Un reflux de croissance loin d'être anecdotique
L'économie chinoise a crû de 4,3 % en glissement annuel au deuxième trimestre (avril-juin), a indiqué le gouvernement. Il s'agit, selon les chiffres officiels, du rythme le plus faible enregistré depuis le quatrième trimestre 2022. Ce ralentissement intervient après un premier trimestre plus dynamique, où la croissance avait atteint 5 %.
Des flux extérieurs encore robustes, mais une demande intérieure contrastée
Si les exportations continuent d'afficher des performances remarquables — avec une hausse de 17,6 % au premier semestre et un bond de 27 % en juin selon les douanes —, ces bons résultats n'ont pas suffi à compenser la faiblesse de la demande domestique et les tensions persistantes dans l'immobilier.
- Ventes au détail : progression de 1,0 % en juin sur un an, après un recul en mai, traduisant une consommation des ménages hétérogène.

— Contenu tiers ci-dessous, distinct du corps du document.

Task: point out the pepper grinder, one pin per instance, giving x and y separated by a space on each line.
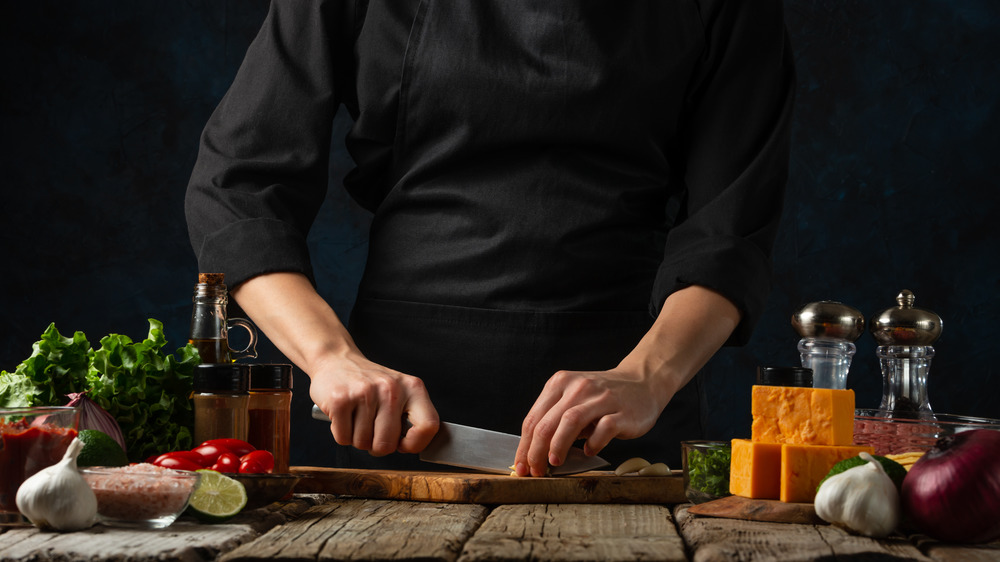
905 334
828 330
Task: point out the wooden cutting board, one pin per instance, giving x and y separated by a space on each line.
736 507
481 488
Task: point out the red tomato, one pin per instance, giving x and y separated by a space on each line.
186 455
209 453
235 446
178 463
227 462
257 462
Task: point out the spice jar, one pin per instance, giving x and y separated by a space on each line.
905 334
269 411
209 325
828 330
221 399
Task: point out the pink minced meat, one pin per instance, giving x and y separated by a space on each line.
140 491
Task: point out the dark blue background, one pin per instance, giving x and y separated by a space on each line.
893 176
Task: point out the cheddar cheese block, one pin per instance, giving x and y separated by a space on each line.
804 466
802 416
755 470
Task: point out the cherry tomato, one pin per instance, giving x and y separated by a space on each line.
186 455
235 446
257 462
227 462
178 463
209 453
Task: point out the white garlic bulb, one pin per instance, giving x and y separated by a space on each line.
57 497
863 499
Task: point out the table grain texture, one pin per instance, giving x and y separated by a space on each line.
311 527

- Production industrielle : hausse de 5,3 % en juin sur un an, indiquant une activité manufacturière plus soutenue qu'attendu.

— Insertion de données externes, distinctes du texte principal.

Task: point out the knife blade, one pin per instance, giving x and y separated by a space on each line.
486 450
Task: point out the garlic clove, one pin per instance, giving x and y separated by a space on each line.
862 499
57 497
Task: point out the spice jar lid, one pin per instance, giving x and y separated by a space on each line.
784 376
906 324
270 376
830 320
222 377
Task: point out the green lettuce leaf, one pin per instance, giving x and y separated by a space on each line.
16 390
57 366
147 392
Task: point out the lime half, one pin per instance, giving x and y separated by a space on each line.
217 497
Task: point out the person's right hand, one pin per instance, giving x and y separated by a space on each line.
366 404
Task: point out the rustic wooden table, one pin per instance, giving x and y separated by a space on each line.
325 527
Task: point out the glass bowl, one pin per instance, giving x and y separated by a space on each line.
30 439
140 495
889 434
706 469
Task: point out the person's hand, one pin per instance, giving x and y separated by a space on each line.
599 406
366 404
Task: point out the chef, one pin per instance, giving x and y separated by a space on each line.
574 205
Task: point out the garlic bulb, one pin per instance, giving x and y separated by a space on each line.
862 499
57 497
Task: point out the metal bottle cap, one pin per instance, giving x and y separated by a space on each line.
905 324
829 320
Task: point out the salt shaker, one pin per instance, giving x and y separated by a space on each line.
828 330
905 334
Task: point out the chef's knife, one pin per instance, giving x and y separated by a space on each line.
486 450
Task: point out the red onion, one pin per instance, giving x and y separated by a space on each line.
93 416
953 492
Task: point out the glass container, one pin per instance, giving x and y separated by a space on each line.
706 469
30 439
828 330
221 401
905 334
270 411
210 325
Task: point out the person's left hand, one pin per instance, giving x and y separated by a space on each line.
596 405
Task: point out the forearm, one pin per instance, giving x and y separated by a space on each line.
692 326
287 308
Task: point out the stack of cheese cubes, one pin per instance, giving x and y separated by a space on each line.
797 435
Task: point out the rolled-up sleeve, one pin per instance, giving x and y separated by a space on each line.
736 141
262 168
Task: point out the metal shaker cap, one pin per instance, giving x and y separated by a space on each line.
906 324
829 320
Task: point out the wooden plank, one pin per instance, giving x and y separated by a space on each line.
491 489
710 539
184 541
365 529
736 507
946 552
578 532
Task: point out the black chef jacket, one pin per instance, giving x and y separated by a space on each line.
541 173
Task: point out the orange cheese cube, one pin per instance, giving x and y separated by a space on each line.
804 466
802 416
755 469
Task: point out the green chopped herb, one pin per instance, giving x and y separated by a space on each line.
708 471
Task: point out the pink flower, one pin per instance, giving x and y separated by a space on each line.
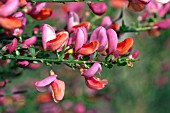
11 47
9 7
164 24
28 42
57 86
99 34
95 83
50 40
98 8
95 68
81 47
106 22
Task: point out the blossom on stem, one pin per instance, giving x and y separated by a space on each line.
57 86
95 83
39 12
50 40
98 8
11 46
95 68
74 22
81 47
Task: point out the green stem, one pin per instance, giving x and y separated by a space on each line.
46 60
62 1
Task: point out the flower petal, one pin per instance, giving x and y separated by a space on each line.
100 34
48 33
96 83
10 22
164 24
56 43
79 36
43 14
98 8
89 48
95 68
30 41
112 40
58 89
46 81
106 22
124 46
12 46
9 7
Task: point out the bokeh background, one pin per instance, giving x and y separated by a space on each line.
143 88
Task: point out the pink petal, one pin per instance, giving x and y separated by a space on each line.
164 24
135 54
9 7
79 34
98 8
23 63
58 90
106 22
112 40
12 46
37 8
95 68
48 33
47 81
73 19
30 41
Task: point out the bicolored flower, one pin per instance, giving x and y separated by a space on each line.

- Secteurs en tension : les achats de véhicules et d'autres biens durables restent faibles, tandis que les télécommunications et les cosmétiques tirent les ventes.
Analyse : une croissance déséquilibrée
Plusieurs économistes observés par la source estiment que la Chine devient structurellement déséquilibrée : les efforts publics et privés se concentrent sur les technologies de pointe — intelligence artificielle, puces électroniques, robotique — au risque de laisser à l'arrêt des pans entiers de l'économie générateurs d'emplois, comme certaines industries manufacturières et les services. Ce choix de réallocation des ressources éclaire les chiffres contradictoires : forte dynamique des exportations technologiques et stagnation de la demande intérieure pour les biens coûteux.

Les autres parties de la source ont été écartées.